E così l’Ungheria, postasi “al riparo” dalle ondate migratorie, secondo alcuni commentatori in linea con la tragica esperienza filo-nazista sviluppatasi a partire dal 1944 dal partito delle Croci frecciate-Movimento Ungarista, e utilizzando teorie economiche care alla destra nazionalista come la “sostituzione etnica”, ha scelto la strada di ridurre al minimo le tutele sociali e di aumentare i carichi di produttività a salari (bassi) invariati, sicuramente anche per attirare capitali, con la pratica risoluta del dumping sociale.
Ancora una volta viene ad evidenza l’inadeguato o addirittura inesistente ruolo dell’Unione europea, i cui organi, commissione e parlamento, sono silenti sulla vicenda ungherese. Un’Europa ferrea custode dell’ortodossia ordoliberale, pronta a punire i paesi che violano i parametri economicistici, invero non con tutti come testimonia la disparità di trattamento tra Italia e Francia, ma disinteressata ai temi sociali, peraltro poco rilevanti nei Trattati dell’Ue.

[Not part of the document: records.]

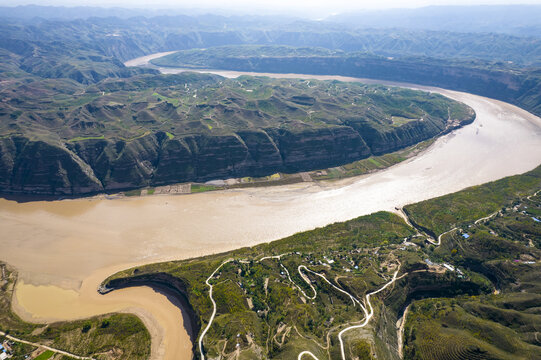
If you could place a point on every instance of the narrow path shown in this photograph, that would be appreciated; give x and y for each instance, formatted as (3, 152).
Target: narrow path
(306, 352)
(62, 352)
(367, 304)
(213, 308)
(368, 315)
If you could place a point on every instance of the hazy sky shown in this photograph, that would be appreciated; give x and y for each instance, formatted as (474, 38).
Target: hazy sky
(321, 6)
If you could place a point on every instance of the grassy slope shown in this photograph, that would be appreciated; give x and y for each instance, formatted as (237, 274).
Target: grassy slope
(373, 244)
(491, 326)
(192, 103)
(445, 212)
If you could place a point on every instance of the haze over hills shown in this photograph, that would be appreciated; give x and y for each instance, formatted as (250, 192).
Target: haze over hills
(521, 20)
(452, 278)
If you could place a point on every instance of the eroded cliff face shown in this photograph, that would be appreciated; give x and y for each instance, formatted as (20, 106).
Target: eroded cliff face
(91, 166)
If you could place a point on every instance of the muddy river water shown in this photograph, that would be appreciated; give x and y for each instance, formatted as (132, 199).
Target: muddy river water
(64, 249)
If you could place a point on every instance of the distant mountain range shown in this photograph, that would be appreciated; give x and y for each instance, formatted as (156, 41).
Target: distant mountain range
(520, 20)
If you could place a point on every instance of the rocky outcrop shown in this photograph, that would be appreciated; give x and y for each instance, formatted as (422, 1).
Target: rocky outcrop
(97, 165)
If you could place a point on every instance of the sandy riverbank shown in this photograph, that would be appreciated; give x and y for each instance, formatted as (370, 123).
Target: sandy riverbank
(69, 246)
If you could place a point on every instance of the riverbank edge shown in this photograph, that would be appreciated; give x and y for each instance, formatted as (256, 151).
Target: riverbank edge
(165, 284)
(23, 196)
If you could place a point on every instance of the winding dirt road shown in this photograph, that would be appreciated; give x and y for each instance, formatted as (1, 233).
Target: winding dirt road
(61, 248)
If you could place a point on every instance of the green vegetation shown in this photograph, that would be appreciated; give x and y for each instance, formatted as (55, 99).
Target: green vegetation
(123, 335)
(161, 129)
(446, 212)
(45, 355)
(80, 138)
(268, 309)
(491, 77)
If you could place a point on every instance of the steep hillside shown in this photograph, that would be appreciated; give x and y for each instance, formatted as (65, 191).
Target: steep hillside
(58, 137)
(502, 81)
(341, 291)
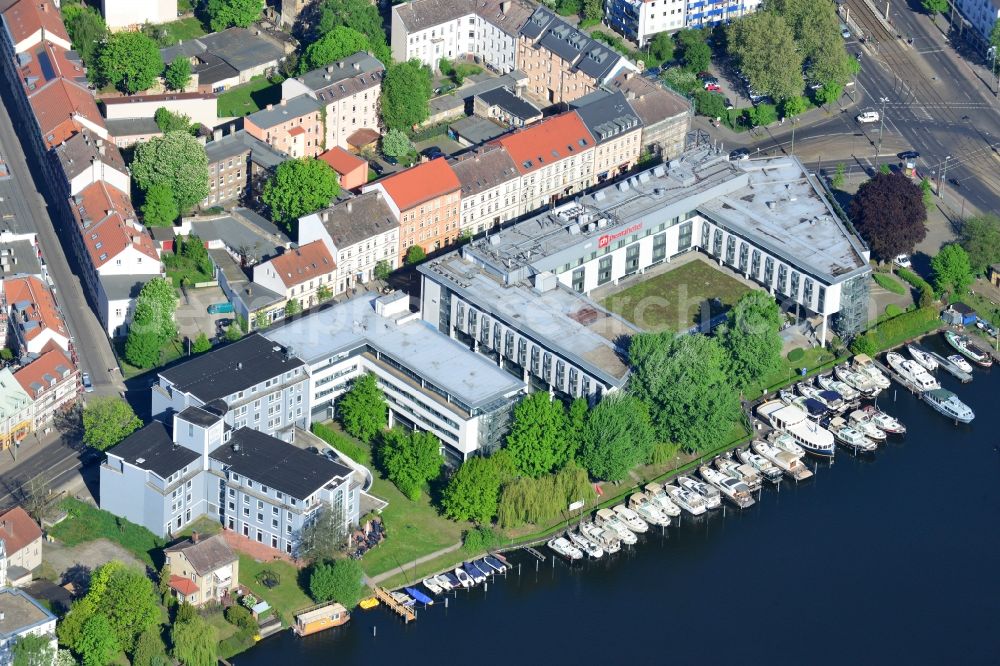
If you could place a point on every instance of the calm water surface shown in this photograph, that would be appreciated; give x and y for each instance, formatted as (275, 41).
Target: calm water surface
(891, 559)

Ma se l’Europa non vuole la disgregazione, da questi temi deve ripartire, bandendo l’austerity e promuovendo un piano straordinario di investimenti di tipo neo-keynesiano; e per il mondo del lavoro definendo una soglia minima di salari, di pensioni e di orari uguali per tutti, la cui violazione comporti una procedura d’infrazione: serve la clausola sociale su scala europea.